Where can you sign up for this kind of midlife?
Els lifts his cap to display a full head of hair only in the early stages of whitening. “I haven’t colored my hair yet; I haven’t put implants in yet. I don’t know what a midlife crisis is,” he said gratefully.
His mirror hasn’t gone rogue on him yet; he looks as fit as ever. “I feel I’m in better shape now than maybe I was five, six, seven years ago. Yeah, feel really good.”
He is at a place where his competitive life and charitable interests intersect nicely. Players and fans attending the tournament Friday have been urged to wear blue to support the Els for Autism Foundation’s “Blue Out,” raising awareness of the condition. Els’ son, Ben, has autism spectrum disorder.
And Els seems to have enthusiasm to spare.
“I was going to play and see what it’s like, and if I didn’t like it I was going to maybe play on the other tour and around the world,” Els said. “But as I got to know this tour a little better – what it’s all about, the way the guys play, just the whole atmosphere out here – I really started liking it.”

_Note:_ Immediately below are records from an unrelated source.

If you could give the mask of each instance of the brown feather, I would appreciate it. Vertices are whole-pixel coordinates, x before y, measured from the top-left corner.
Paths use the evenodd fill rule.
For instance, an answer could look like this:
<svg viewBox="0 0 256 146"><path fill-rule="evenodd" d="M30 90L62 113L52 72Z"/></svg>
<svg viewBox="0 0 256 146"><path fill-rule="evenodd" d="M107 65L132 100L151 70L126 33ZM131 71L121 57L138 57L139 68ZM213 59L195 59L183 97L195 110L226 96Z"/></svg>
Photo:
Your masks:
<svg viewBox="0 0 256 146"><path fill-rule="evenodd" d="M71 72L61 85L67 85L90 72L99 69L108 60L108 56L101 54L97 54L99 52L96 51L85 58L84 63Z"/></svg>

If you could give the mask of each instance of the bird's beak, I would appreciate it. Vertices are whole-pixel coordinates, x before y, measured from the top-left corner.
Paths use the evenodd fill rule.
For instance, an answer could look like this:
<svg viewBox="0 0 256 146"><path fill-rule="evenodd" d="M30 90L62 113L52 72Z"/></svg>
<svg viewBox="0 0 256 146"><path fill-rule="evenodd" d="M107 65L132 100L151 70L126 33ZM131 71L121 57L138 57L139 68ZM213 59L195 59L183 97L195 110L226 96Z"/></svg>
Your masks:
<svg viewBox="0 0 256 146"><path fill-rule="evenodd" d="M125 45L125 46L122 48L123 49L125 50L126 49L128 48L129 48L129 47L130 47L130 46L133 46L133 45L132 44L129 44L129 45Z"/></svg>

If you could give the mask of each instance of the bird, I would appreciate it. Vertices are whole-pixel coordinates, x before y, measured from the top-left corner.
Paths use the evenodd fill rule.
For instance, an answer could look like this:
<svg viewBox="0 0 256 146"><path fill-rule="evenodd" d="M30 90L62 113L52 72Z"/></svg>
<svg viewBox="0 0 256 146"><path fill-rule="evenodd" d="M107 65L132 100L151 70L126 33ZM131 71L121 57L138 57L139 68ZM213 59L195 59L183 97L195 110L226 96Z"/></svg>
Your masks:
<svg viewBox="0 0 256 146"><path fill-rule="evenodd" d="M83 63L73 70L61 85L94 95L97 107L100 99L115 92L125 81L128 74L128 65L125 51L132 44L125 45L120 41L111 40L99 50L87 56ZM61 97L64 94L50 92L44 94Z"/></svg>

Established players such as the last Mitsubishi Electric champion – Scott McCarron won in 2019 as there was no event last year because, well, you know why – wouldn’t be blamed if they started yelling at these kids to get off their lawn. Els, Furyk and Mickelson already are multiple winners on the over-50 circuit. Winning just got that much harder for everyone else. In fact, McCarron, 55 and hampered by a left ankle injury, hasn’t won since ’19. His average finish in the 19 events he’s completed since 2000 is 42nd.
“It’s hard to win anywhere, but the guys coming out are really good, and they’re hungry,” McCarron said.
“They were really good back in the day, and they’re still really good.”
Els won two of the first 10 PGA Tour Champions events he entered. But notably, he hasn’t won yet this calendar year, a situation he seems keen to remedy. He’s fresh off his best finish of 2021, a T-4 last week at Hoover, Ala.
“I feel things are starting to trend,” he said. “I like to play a schedule where we get busy. For a while there we played one week, then had four, five weeks off. I feel like the season’s starting to kick in now. There are some really nice events coming up, so I’m looking forward to getting going now. Yeah, it’s starting to heat up.”
All recent results notwithstanding, it is generally believed this rookie has real potential.